Standard abbreviations
- ISO 4: JOM

Indexing
- ISSN: 1047-4838 (print) 1543-1851 (web)

Links
- Journal homepage; Web-enhanced JOM archive (1997 to 2011);

= JOM (journal) =

JOM is a technical journal devoted to exploring the many aspects of materials, science and engineering published monthly by The Minerals, Metals & Materials Society (TMS) (a member-based professional society). JOM reports scholarly work that explores the many aspects of materials science and engineering within the broad topical areas of light metals, structural materials, functional materials, extraction and processing, and materials processing and manufacturing.

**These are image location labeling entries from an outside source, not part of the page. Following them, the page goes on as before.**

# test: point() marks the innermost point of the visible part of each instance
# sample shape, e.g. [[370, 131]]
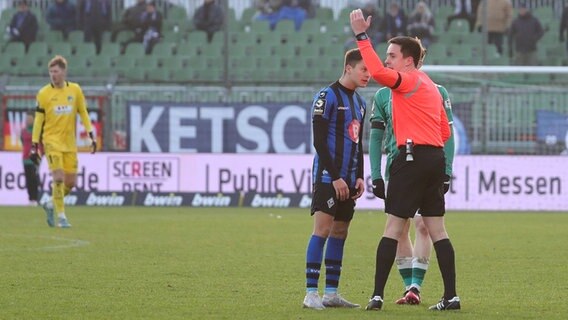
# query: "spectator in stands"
[[96, 17], [464, 10], [421, 23], [150, 30], [525, 32], [309, 7], [23, 27], [499, 18], [209, 18], [275, 10], [374, 31], [131, 19], [564, 25], [395, 21], [61, 15]]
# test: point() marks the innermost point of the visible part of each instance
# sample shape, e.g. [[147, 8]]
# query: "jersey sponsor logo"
[[353, 131], [319, 107], [60, 110]]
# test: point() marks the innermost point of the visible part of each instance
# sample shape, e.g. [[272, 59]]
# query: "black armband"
[[362, 36]]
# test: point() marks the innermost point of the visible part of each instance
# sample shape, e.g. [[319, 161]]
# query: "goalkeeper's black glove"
[[447, 179], [379, 188], [34, 154], [93, 142]]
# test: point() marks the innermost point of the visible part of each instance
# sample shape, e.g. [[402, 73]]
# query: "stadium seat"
[[197, 37], [247, 15], [135, 75], [158, 74], [39, 48], [86, 49], [52, 36], [76, 36], [324, 14], [163, 49], [135, 50], [61, 48], [110, 49], [182, 75], [145, 61]]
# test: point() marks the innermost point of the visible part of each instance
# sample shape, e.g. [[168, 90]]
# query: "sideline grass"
[[165, 263]]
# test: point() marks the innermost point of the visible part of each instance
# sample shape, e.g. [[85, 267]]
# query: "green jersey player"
[[412, 262]]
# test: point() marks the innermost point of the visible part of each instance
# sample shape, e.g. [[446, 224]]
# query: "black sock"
[[386, 252], [447, 263]]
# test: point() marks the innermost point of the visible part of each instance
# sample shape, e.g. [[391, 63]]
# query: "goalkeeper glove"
[[379, 188], [34, 154], [93, 142], [447, 179]]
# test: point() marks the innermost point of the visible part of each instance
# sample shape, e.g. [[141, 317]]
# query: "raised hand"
[[358, 22]]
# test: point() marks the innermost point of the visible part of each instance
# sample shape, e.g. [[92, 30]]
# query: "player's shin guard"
[[333, 261], [314, 256], [419, 267], [404, 265], [386, 252], [57, 193], [446, 261]]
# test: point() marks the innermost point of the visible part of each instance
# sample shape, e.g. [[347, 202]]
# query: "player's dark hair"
[[410, 47], [58, 61], [352, 57]]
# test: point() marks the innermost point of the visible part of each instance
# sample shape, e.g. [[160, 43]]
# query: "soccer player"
[[55, 120], [412, 262], [337, 117], [417, 174]]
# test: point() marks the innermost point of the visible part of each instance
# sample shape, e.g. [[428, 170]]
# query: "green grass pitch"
[[172, 263]]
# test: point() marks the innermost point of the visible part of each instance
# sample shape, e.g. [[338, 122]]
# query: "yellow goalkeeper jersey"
[[56, 117]]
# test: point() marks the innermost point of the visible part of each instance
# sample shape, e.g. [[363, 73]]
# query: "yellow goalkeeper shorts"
[[66, 161]]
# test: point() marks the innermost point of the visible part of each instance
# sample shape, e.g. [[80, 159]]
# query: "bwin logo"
[[210, 201], [270, 202]]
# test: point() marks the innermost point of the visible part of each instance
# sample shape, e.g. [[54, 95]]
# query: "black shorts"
[[324, 199], [417, 185]]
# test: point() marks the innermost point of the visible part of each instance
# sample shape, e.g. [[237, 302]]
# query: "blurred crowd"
[[143, 21]]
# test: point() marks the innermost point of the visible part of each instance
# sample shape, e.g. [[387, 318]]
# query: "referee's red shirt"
[[417, 106]]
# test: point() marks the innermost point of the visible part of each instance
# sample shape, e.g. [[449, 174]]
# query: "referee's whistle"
[[409, 145]]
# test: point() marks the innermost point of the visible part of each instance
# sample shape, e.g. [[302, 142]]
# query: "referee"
[[417, 174]]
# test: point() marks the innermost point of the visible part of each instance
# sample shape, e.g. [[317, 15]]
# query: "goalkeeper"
[[55, 125], [412, 262]]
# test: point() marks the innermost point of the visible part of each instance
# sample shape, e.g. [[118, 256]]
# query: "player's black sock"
[[386, 252], [447, 263]]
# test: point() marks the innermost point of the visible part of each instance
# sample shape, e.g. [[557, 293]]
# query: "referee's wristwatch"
[[362, 36]]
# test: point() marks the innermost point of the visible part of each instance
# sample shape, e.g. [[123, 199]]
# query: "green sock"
[[404, 265], [419, 267]]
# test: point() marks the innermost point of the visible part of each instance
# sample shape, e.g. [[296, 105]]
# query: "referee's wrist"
[[361, 36]]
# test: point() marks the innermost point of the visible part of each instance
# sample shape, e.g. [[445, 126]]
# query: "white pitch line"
[[70, 243]]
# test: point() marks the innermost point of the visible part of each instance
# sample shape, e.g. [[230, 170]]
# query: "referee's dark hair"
[[410, 47], [352, 57]]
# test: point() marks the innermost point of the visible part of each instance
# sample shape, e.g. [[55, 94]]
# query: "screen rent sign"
[[537, 183]]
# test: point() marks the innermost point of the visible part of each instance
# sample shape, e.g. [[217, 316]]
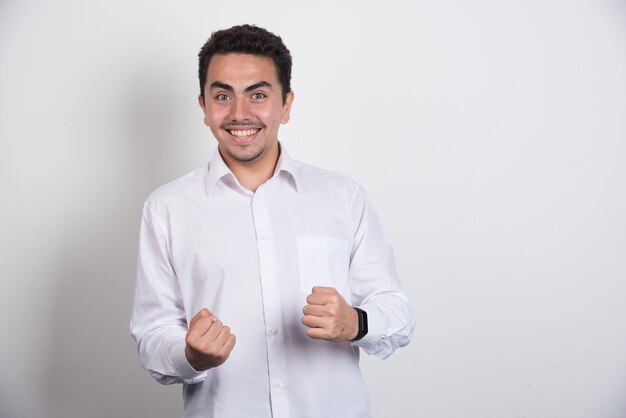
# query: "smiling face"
[[244, 108]]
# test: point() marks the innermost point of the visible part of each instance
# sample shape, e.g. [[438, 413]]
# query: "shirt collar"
[[219, 171]]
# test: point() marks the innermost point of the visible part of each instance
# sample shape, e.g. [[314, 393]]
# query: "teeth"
[[242, 134]]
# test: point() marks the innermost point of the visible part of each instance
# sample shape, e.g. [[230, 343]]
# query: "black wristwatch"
[[362, 324]]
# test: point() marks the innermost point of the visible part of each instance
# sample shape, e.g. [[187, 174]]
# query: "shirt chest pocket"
[[323, 261]]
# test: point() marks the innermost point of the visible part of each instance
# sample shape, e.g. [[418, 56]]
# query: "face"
[[244, 108]]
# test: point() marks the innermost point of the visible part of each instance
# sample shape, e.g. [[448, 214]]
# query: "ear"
[[201, 102], [287, 108], [203, 107]]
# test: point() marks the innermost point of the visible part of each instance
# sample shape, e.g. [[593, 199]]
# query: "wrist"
[[362, 324]]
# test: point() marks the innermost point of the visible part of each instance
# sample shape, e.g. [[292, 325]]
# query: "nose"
[[240, 110]]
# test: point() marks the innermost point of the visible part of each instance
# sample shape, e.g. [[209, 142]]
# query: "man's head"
[[245, 95], [252, 40]]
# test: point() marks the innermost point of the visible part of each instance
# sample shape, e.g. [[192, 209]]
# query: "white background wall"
[[489, 134]]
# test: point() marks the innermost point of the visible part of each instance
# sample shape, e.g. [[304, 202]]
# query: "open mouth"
[[243, 133]]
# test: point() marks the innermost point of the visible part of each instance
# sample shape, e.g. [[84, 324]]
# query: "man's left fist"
[[329, 317]]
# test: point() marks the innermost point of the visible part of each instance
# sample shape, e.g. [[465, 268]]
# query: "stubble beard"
[[247, 157]]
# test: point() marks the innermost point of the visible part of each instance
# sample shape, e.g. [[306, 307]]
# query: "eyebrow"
[[228, 87]]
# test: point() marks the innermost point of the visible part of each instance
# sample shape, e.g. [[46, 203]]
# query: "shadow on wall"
[[94, 370]]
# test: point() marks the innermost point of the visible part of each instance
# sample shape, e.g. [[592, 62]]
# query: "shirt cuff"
[[374, 342], [186, 372]]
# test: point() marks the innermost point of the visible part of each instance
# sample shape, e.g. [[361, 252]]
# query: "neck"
[[252, 174]]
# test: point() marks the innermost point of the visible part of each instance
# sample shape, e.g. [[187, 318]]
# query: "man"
[[288, 257]]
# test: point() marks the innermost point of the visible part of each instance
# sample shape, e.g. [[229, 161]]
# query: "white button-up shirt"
[[252, 259]]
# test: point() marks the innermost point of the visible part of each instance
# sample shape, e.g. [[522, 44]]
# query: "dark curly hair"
[[247, 39]]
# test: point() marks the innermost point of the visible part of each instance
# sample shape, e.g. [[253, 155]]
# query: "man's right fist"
[[208, 341]]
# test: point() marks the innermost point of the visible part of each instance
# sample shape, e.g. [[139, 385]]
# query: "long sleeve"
[[158, 322], [375, 285]]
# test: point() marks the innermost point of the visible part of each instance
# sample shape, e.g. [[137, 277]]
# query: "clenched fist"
[[329, 317], [208, 341]]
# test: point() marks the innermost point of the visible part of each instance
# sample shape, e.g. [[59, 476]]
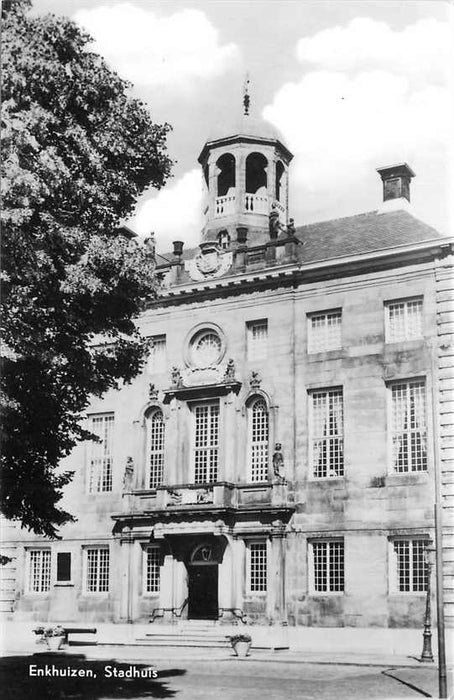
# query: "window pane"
[[403, 320], [258, 429], [153, 570], [257, 340], [156, 448], [39, 571], [101, 457], [324, 331], [328, 562], [412, 570], [258, 567], [206, 442], [158, 356], [97, 570], [327, 426], [63, 566], [408, 426]]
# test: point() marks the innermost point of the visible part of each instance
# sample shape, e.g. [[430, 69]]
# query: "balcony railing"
[[225, 205], [256, 204]]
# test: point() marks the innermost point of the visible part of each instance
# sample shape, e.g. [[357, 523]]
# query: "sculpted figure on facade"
[[177, 379], [278, 463], [229, 375], [128, 476]]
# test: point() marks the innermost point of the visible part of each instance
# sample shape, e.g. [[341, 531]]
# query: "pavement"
[[196, 674]]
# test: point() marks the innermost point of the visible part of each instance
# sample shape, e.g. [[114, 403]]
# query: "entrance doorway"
[[203, 592], [203, 584]]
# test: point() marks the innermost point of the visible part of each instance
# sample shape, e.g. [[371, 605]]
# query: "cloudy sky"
[[351, 85]]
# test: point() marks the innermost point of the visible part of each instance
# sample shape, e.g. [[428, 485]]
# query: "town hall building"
[[275, 461]]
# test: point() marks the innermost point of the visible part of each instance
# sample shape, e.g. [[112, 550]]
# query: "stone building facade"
[[275, 459]]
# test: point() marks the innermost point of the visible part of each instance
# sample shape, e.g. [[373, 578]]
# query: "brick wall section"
[[445, 360]]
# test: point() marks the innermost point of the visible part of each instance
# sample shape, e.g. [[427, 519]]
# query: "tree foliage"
[[77, 152]]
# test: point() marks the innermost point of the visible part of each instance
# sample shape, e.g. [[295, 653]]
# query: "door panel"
[[203, 592]]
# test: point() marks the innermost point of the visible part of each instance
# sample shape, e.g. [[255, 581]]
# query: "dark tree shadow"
[[17, 683]]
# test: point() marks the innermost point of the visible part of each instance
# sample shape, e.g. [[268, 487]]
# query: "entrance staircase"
[[190, 633]]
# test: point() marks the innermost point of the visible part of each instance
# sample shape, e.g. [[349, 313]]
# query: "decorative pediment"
[[210, 262]]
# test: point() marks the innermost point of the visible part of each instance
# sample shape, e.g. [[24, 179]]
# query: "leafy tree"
[[77, 152]]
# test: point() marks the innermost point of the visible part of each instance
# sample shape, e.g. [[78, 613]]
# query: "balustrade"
[[256, 204], [225, 205]]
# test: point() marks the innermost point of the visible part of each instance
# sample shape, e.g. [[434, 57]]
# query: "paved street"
[[219, 678]]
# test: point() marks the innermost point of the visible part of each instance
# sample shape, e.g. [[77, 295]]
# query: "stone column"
[[227, 444], [277, 602], [171, 445], [126, 562]]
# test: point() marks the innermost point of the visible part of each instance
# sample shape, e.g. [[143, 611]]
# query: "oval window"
[[206, 349]]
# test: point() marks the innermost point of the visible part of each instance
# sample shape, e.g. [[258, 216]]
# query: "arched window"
[[258, 439], [280, 170], [155, 447], [226, 175], [256, 176], [224, 239]]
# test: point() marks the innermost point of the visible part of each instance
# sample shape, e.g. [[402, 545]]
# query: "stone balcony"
[[219, 495]]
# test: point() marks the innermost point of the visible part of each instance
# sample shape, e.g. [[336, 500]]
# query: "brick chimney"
[[396, 187]]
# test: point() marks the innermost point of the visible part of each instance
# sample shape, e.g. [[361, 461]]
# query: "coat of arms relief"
[[210, 262]]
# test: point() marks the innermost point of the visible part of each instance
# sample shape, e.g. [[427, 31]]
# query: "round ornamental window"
[[206, 349]]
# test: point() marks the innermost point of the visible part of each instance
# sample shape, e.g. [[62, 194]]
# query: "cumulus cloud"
[[158, 51], [175, 213], [368, 96], [421, 49]]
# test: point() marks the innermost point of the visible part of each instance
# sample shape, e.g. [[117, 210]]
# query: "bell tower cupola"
[[246, 177]]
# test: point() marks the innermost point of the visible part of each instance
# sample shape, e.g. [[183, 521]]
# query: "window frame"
[[28, 577], [393, 561], [329, 541], [405, 301], [85, 550], [61, 581], [193, 406], [146, 548], [251, 342], [266, 548], [312, 438], [392, 471], [312, 347], [149, 417], [157, 364], [91, 471], [252, 401]]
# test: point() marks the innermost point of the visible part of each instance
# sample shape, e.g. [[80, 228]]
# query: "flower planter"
[[54, 643], [241, 649]]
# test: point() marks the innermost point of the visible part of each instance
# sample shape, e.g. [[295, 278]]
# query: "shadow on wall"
[[18, 683]]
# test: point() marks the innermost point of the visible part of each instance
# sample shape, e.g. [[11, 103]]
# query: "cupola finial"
[[246, 97]]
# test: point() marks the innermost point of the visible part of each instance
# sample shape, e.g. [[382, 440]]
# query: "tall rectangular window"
[[328, 566], [101, 453], [97, 569], [63, 566], [155, 436], [257, 339], [39, 561], [324, 331], [258, 567], [158, 355], [403, 320], [152, 570], [410, 570], [327, 430], [408, 426], [258, 424], [206, 442]]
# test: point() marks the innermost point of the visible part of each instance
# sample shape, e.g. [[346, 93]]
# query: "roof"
[[350, 235], [362, 233]]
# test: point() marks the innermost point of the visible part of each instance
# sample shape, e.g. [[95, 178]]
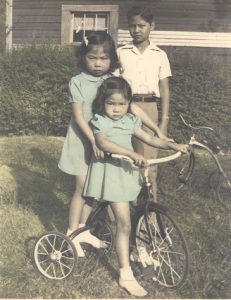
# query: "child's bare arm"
[[106, 145], [146, 120], [77, 111], [160, 143]]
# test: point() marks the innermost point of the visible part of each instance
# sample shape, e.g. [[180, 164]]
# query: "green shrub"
[[34, 90]]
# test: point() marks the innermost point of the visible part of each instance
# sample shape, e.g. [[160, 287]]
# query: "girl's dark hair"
[[98, 39], [144, 12], [110, 86]]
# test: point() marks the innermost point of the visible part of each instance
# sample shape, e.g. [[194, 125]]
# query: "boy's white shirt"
[[143, 71]]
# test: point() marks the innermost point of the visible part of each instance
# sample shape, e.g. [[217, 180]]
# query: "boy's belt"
[[144, 98]]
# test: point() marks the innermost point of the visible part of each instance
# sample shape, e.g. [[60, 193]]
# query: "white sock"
[[128, 282]]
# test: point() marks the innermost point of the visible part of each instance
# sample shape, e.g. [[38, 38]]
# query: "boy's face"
[[139, 29], [97, 62]]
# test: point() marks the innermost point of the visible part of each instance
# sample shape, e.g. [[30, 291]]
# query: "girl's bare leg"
[[123, 227], [78, 214], [121, 212]]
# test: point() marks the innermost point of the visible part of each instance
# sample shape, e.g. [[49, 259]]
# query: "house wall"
[[41, 19]]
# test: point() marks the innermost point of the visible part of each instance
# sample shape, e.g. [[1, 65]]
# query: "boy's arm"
[[146, 120], [164, 97]]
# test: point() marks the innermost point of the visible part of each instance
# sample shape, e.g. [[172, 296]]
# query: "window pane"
[[84, 23]]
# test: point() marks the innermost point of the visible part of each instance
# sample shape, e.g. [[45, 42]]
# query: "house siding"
[[41, 20]]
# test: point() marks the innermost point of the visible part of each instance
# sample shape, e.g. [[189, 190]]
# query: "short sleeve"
[[99, 124], [75, 91], [165, 70], [136, 123]]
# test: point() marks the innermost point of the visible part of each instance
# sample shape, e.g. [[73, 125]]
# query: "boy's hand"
[[138, 159]]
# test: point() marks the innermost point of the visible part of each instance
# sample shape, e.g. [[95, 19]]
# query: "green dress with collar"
[[113, 179], [76, 152]]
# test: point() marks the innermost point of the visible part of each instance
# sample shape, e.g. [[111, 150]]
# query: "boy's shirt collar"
[[94, 78], [131, 46]]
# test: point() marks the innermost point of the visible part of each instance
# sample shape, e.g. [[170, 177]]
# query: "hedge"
[[34, 95]]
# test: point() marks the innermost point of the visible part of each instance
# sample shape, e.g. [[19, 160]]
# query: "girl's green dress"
[[113, 179], [77, 150]]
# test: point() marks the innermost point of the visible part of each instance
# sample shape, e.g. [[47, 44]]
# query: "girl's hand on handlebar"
[[165, 138], [138, 159], [184, 148], [97, 152]]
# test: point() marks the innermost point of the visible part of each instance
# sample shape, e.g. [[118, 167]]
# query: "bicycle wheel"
[[55, 255], [103, 231], [165, 247]]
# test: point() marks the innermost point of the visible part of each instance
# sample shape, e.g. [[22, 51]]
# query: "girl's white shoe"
[[77, 245], [88, 238], [129, 283]]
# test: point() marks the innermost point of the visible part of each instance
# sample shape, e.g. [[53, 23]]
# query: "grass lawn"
[[35, 197]]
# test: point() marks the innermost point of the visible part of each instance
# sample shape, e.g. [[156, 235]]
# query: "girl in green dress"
[[115, 180], [97, 59]]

JOM strives to balance the interests of the laboratory and the marketplace by reporting academic, industrial, and government-sponsored work from around the world.

==History==
From 1949 through 1988, the journal was named Journal of Metals. With materials systems becoming commonplace and with the journal frequently covering composites, plastics, and other materials, its name was changed to JOM. It is published by TMS, which is headquartered in Pittsburgh, Pennsylvania.